I don’t think the genders of the characters are interesting. Sexual fluidity is something I’m much more interested in – Andrew Scott

Then down the road, at the Old Vic, a new production of Noel Coward’s classic comedy Present Laughter starring Andrew Scott, aka Fleabag’s ‘Hot Priest’, as playboy actor Gary Essendine has been changed so that the previously heterosexual Essedine now has male and female lovers. But while many such ‘updates’ of classic plays are geared towards provoking conversation, it seems that this particular alteration is intended to be the opposite of newsworthy. “I don’t think the genders are particularly interesting…” Scott told an interviewer for the Sunday Times recently, when asked about the change. “Sexual fluidity is something I’m much more interested in. Just take out the labels.”

(Credit: Manuel Harlan)

A new West End revival of Noel Coward’s Present Laughter sees Andrew Scott having liaisons with both sexes (Credit: Manuel Harlan)

And there seems to be the nub of it: the broader effect of this spate of sexually fluid characters is to help make the whole issue of sexuality less of one. Martin is among those who welcomes more stories featuring LGBTQ+ characters but where “sexuality is not [their] whole identity. When I audition for things, which is rare, but so often the character description is just ‘gay’. I’m like ‘But what are they like? What’s their personality?’ and they’re like ‘well she’s gay’.”

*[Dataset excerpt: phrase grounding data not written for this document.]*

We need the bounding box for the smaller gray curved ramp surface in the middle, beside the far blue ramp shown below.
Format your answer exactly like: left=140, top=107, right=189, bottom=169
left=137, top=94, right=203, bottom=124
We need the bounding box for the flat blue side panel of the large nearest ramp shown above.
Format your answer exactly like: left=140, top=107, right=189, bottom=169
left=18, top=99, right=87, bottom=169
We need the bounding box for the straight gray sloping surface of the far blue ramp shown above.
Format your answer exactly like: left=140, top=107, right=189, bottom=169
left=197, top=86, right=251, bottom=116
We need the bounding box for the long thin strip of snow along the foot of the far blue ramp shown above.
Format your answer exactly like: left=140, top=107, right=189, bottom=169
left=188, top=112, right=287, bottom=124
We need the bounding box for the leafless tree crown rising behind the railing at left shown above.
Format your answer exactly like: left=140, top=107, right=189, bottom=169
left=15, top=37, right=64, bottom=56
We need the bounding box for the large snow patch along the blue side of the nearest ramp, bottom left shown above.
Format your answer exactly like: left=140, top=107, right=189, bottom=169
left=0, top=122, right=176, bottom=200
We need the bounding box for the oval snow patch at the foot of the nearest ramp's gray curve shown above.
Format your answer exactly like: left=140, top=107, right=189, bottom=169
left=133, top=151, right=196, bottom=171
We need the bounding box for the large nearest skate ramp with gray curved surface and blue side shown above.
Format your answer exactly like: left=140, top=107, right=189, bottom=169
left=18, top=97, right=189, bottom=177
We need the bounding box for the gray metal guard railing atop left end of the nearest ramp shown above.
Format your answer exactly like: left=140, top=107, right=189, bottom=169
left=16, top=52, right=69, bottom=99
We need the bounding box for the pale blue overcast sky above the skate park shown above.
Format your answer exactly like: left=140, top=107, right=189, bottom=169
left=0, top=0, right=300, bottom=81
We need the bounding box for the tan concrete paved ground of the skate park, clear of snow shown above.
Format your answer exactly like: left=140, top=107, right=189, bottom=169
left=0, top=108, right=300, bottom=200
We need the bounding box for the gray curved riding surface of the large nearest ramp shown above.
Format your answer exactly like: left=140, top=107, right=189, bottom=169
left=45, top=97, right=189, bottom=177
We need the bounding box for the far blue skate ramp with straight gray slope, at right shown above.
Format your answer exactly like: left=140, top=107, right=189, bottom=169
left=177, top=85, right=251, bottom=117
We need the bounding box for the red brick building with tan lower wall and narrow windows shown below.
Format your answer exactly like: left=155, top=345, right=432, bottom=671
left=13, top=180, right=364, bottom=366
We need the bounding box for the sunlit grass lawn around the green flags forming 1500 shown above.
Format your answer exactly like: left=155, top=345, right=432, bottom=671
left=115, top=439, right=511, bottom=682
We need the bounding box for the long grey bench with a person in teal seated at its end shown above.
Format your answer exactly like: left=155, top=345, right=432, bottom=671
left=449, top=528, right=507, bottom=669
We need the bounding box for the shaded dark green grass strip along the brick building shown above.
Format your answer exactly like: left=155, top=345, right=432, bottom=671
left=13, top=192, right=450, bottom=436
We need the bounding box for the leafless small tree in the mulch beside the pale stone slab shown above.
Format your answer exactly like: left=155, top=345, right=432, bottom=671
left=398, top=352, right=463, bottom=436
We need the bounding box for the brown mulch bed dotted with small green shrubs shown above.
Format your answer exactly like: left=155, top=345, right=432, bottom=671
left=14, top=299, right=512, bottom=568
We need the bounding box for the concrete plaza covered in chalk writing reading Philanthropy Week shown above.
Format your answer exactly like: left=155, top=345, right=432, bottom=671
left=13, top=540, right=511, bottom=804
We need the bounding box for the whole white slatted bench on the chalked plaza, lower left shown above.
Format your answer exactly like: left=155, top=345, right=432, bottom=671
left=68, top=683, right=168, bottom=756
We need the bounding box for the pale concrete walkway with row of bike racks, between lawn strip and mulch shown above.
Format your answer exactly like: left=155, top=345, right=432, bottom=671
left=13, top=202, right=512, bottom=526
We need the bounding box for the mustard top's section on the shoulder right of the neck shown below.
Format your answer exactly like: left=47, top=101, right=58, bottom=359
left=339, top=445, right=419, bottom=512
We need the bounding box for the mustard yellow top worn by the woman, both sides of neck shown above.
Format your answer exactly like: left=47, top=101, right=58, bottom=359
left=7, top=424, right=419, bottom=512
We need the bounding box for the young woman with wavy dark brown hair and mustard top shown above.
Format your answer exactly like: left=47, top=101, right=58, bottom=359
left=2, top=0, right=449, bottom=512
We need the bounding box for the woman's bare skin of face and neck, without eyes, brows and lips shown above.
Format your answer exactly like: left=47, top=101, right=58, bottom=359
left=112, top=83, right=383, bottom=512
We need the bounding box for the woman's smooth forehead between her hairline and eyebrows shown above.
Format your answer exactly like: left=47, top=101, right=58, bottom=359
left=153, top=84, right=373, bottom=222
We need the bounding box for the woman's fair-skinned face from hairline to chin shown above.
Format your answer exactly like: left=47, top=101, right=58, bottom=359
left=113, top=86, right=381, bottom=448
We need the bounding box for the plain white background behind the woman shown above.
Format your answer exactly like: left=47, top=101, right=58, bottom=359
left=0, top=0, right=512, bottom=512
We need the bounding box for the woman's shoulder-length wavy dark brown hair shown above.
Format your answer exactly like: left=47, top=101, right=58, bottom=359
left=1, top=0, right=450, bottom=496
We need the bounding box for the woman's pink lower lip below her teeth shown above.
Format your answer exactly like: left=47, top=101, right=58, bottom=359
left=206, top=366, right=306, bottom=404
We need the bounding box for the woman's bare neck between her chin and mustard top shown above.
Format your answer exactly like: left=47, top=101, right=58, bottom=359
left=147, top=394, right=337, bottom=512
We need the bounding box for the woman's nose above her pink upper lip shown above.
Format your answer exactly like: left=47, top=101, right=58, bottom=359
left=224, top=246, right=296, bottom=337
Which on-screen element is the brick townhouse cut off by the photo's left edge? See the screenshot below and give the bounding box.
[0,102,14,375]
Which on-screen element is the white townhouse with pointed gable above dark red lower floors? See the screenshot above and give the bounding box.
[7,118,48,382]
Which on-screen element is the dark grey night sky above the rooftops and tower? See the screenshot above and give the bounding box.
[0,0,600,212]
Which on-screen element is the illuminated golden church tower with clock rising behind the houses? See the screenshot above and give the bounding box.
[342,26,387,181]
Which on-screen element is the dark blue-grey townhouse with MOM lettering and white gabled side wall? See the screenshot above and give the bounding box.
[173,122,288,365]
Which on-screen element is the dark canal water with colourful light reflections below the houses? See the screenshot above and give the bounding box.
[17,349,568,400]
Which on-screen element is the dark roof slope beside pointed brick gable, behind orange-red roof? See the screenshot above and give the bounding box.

She herself will be contributing to this new wave of sexually fluid representation with a semi-autobiographical sitcom, a joint commission between Netflix and Channel 4 in the UK, which is due to start later this year. Provisionally titled Mae and George, it will centre on a young woman and her new girlfriend, who are “both bi I guess, but they’re struggling with fluidity and labels and that kind of thing.”

A world beyond labels

But is there a tension between this increasing desire to move ‘beyond labels’ and old notions of LGBTQ+ community? In a world hostile to LGBTQ+ people, after all, labels have been used as a means of affirmation and resistance. “I think some of the turn to fluidity and not wanting to name identities is a reflection of what is seen as an equality climate, where [people] are assumed to be much more accepting and we have equal rights and so on,” says Hayfield.

Yet of course, prejudice and violence against anyone perceived to be non-heterosexual is still alive and kicking, even within supposedly liberal Western democracies, and so labels still have a function. Martin, for her part, recognises the complexity of the situation: she emphasises she is a proud, visible member of the LGBTQ+ community and says she would identify with a label in certain contexts in aid of the greater political good. “Sometimes it is important to be vocal about [that]. But I guess what I don’t like is having a label imposed on me.”

As it stands, the carefree attitude to sexuality that can comfortably exist in the sitcom fantasy land of Schitt’s Creek or the metropolitan millennial milieu of Broad City may seem overly idealistic when applied to other imagined scenarios. Then again, a bit of wishful thinking, among all the other more painful stories LGBTQ+ audiences still bear witness to, is not something many of us would begrudge.